Why would anyone keep the telnet port open anyway? SSH is so much more secure (if set up properly) and is just as easy to use. In fact, I find it easier for some tasks.
Hasn't telnet been the source of many dozens of *nix vulnerabilities in the past? From the synopsis, it sounds like this bug is only there because nobody is working on the telnet codebase anymore - it is likened to the Linux exploit from '94. For my own part, the first thing I do when setting up a *nix system is disable the daemon, and the second is to make sure the firewall blocks the port in all directions.

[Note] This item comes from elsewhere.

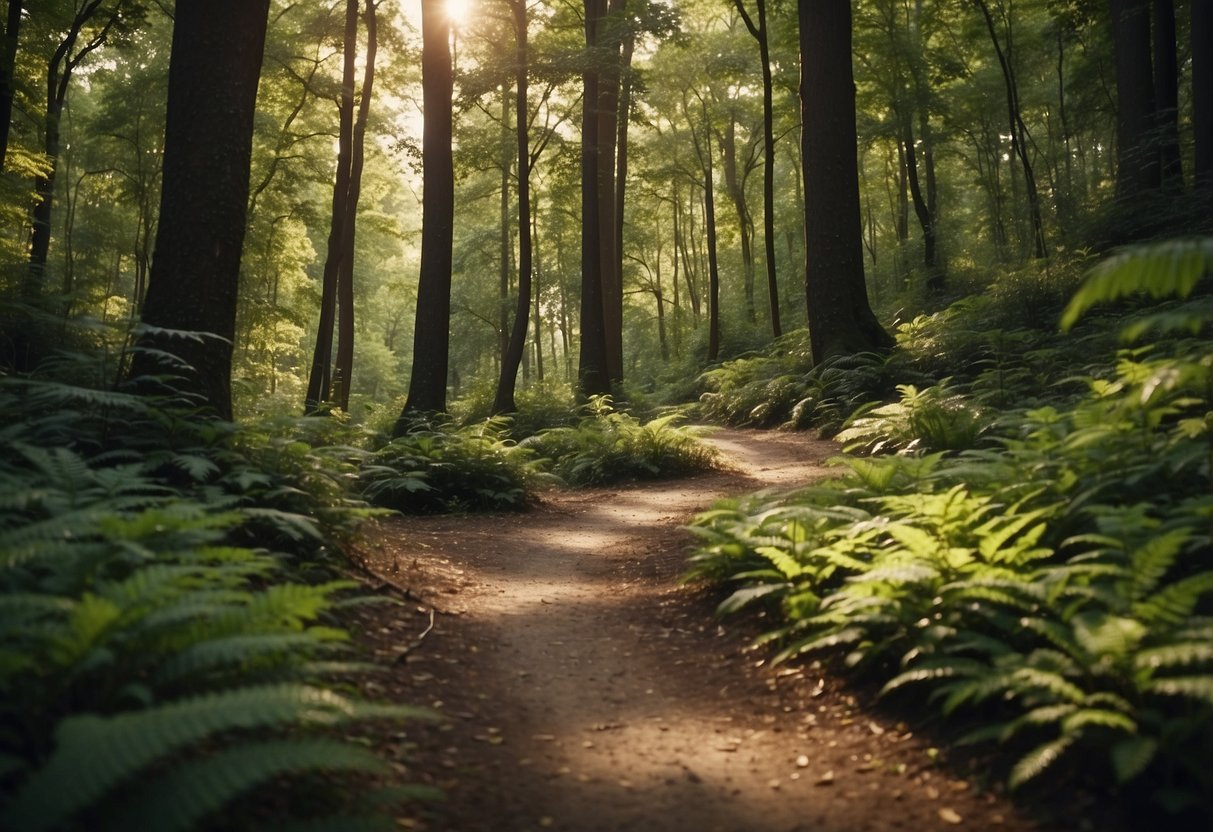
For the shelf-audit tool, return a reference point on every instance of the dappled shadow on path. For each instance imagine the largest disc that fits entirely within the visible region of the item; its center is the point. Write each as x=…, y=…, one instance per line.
x=587, y=690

This is not to say this shouldn't be reported, but I think it is more an example why telnet can realistically be considered obsolete technology, and should always, ALWAYS be disabled by default. It's not Windows, after all.
[Dr. Evil] No. Not really. The use of Telnet has been deprecated for the better part of a decade now. Telnet was never really designed with end-to-end security in mind. It's just an easy way to gain shell access with a token login.
Chas - The one, the only.
THANK GOD!!!
Due to the holes in telnet, many Web professionals prefer the more secure SSH, which stands for "Secure Shell." Telnet could now be called "Unsecure Shell," where the "shell" refers to shell access. This level of access is similar to reaching the C: command prompt in DOS, where you have access to the full operating system. Hackers want to gain shell access, so they can wreak havoc with your site as well as damage other sites on the server if multiple sites are hosted.